Dreading a family reunion
QFor one reason or another – COVID, being locked up, illness, family dramas – we haven’t met up as an extended family for years now. But, this spring, we’ve planned a big reunion at a hotel in Dorset. Our children have grown from being 10 and 12 to 14 and 16 and are very different people. My wife’s mother has planned to give her granddaughter a signed edition of The Wind in the Willows for her birthday, which I can’t think will go down very well since our daughter barely reads a book these days. And they’re trying to organise a trip to an adventure park nearby, and a ‘treasure walk’ at a local country house, which will engender groans all round, I know. How can we steer them away from this? I know they’re well meant.
James B, by email
AShow your children all the things available to do in Dorset – for adults and kids. Pick some you agree might be fun and recommend them to your family. Why don’t you all swap photographs – ‘In case we don’t recognise each other after all this time’, you can say in a jokey way. Make sure you pick photos of your children looking their most sophisticated, preferably with their noses glued to mobile phones. And remember that most things can be fun, even if you’re laughing at them rather than with them. It just needs a relentlessly cheerful adult to make sure the events go with a swing. Get that jolly laugh out, James, and give it a dusting. You’ll be setting your kids an example.

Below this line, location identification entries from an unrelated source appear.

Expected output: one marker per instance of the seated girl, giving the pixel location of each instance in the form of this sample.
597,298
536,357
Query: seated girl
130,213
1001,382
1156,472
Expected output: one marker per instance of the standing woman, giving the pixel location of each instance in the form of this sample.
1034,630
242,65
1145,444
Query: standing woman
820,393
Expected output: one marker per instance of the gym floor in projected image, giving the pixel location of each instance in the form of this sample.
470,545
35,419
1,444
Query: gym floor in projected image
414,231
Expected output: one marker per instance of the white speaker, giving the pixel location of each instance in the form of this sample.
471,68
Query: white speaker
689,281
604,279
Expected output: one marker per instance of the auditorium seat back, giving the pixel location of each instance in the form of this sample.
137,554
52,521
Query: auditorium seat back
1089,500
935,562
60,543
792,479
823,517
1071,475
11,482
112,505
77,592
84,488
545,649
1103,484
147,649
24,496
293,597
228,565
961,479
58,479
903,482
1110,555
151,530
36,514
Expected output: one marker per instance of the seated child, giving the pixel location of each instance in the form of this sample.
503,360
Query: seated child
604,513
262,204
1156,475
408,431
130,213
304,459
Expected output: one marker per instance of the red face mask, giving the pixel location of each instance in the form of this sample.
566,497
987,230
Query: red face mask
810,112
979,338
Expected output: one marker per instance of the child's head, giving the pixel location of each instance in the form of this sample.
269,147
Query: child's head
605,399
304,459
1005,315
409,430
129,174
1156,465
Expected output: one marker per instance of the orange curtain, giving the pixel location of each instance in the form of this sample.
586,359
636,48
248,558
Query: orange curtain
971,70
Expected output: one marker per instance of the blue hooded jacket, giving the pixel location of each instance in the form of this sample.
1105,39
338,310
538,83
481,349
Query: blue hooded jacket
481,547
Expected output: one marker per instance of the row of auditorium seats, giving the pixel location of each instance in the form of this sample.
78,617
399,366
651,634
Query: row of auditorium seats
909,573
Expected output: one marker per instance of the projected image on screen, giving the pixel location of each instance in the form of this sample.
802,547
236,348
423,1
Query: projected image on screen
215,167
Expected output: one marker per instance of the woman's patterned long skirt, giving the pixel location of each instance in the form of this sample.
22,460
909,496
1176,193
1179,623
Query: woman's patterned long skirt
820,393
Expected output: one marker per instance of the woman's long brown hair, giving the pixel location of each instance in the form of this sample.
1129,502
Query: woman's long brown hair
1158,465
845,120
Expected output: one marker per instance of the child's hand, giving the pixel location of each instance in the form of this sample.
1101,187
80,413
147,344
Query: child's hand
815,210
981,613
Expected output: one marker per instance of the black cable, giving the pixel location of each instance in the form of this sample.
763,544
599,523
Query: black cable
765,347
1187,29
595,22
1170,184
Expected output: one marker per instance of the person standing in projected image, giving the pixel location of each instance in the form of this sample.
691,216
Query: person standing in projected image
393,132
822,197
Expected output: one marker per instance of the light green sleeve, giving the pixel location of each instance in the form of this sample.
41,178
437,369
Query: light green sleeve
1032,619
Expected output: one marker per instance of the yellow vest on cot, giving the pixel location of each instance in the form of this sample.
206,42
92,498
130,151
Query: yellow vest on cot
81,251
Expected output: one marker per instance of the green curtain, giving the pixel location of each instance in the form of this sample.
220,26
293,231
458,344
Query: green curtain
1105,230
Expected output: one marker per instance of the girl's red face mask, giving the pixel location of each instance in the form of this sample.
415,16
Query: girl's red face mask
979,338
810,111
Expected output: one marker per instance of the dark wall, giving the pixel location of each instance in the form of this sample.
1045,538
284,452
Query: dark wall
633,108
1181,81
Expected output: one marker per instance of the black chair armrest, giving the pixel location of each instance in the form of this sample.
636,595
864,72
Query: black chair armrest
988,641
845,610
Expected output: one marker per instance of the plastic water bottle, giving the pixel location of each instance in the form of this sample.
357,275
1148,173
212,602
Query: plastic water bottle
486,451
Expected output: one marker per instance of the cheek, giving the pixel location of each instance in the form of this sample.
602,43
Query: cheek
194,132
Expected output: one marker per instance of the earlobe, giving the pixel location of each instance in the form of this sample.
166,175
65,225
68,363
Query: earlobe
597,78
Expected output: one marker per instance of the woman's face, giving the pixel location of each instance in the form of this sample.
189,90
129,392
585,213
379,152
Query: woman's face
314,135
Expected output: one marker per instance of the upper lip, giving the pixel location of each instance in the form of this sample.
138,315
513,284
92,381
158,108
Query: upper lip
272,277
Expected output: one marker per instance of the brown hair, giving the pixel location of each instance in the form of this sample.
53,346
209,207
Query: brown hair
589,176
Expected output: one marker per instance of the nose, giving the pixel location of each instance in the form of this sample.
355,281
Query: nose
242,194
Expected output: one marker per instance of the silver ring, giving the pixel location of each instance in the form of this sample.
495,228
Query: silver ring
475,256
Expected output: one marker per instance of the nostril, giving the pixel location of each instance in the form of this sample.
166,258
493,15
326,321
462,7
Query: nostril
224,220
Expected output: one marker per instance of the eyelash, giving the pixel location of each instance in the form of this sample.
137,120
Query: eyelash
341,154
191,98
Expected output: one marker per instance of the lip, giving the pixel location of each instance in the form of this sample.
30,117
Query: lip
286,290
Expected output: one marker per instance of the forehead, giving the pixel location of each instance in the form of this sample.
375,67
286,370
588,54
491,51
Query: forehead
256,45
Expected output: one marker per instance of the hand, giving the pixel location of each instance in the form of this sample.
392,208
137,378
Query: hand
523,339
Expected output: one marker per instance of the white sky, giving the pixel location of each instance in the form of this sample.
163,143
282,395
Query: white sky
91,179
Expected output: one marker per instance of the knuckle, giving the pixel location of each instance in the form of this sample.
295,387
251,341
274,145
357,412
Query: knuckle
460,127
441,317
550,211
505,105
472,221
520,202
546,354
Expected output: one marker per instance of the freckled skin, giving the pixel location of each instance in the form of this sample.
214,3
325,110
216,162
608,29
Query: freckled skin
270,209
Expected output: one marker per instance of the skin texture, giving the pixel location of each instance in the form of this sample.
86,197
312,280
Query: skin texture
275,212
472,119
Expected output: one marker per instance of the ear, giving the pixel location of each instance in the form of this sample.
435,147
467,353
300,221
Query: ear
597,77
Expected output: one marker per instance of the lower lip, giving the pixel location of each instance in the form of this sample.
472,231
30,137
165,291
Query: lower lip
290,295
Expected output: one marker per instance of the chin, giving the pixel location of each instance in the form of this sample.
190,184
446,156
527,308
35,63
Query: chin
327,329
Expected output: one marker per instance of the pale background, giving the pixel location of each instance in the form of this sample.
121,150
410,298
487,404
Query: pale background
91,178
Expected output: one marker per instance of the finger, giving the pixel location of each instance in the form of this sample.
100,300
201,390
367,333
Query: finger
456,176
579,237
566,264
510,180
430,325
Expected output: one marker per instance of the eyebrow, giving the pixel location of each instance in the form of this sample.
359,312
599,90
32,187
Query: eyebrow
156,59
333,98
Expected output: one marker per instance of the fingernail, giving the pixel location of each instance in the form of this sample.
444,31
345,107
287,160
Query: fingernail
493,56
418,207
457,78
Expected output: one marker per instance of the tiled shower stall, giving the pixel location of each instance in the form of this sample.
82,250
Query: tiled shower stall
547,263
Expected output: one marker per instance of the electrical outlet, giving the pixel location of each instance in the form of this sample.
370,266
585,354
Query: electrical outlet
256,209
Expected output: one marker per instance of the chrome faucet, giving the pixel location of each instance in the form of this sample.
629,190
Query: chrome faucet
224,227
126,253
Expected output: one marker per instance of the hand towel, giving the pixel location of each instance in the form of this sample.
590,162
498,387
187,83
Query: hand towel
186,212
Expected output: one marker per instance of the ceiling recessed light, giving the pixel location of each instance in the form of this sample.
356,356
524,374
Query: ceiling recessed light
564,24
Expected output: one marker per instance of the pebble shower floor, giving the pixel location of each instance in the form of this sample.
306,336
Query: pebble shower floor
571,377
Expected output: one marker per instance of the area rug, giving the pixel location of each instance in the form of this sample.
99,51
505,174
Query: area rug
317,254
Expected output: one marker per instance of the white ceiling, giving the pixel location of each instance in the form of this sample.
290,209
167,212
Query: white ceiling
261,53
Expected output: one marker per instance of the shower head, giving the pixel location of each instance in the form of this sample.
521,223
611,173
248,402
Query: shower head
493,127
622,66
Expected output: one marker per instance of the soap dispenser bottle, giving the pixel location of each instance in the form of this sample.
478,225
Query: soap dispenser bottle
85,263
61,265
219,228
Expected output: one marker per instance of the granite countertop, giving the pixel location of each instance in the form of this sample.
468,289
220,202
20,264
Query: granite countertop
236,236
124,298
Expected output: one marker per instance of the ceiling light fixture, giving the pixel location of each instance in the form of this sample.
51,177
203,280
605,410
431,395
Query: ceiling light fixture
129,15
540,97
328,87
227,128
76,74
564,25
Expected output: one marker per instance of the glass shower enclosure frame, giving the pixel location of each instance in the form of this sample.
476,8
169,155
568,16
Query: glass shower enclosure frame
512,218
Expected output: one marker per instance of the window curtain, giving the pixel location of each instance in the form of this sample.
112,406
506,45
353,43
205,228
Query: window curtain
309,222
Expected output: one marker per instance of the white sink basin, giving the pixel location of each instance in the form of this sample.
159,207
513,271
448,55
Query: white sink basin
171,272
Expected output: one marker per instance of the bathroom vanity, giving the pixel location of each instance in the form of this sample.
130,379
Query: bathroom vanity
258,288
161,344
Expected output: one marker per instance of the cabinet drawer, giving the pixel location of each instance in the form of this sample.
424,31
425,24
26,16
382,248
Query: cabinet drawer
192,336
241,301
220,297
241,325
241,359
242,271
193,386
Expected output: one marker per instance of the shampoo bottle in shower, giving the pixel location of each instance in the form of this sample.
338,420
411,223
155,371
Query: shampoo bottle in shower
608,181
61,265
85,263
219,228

Should I go under the knife?
I’ve received quite a few letters criticising my answer to Brenda (October issue), who was recommended to have cataract surgery even though there seemed nothing particularly wrong with her sight. Readers complained that they’d had wonderful cataract surgery. They knew people whose lives had been transformed by it. While that is true, there are complications for one in 20 people who have it. I was one of those people, which makes me biased.
Barbara wrote: ‘What a thoughtless piece of advice you gave about cataract surgery. I know several people who have had the operation done successfully. I am 91 and will be pleased to have mine done, so I can see more clearly to finish a cross-stitch picture I am doing. My operation will be done when my optician recommends it and my GP sanctions it.’
But Anni wrote: ‘I thought your reply to Brenda was very sensible, especially in the light of an old friend’s experience. ‘She argued she could see perfectly well, needing reading glasses ONLY – and not strong ones – but underwent the op as advised by her optician, thinking they “knew best”.
Immediately after the op on one eye, she had problems, which continued until she was hospitalised with severe eye pain – and completely lost the sight in this eye. Leave well alone, Brenda, while you can see; don’t risk an op.’
The Oldie has had lots of letters about cataracts and the vast majority are in favour of having the operation done. But it is of course up to the individual.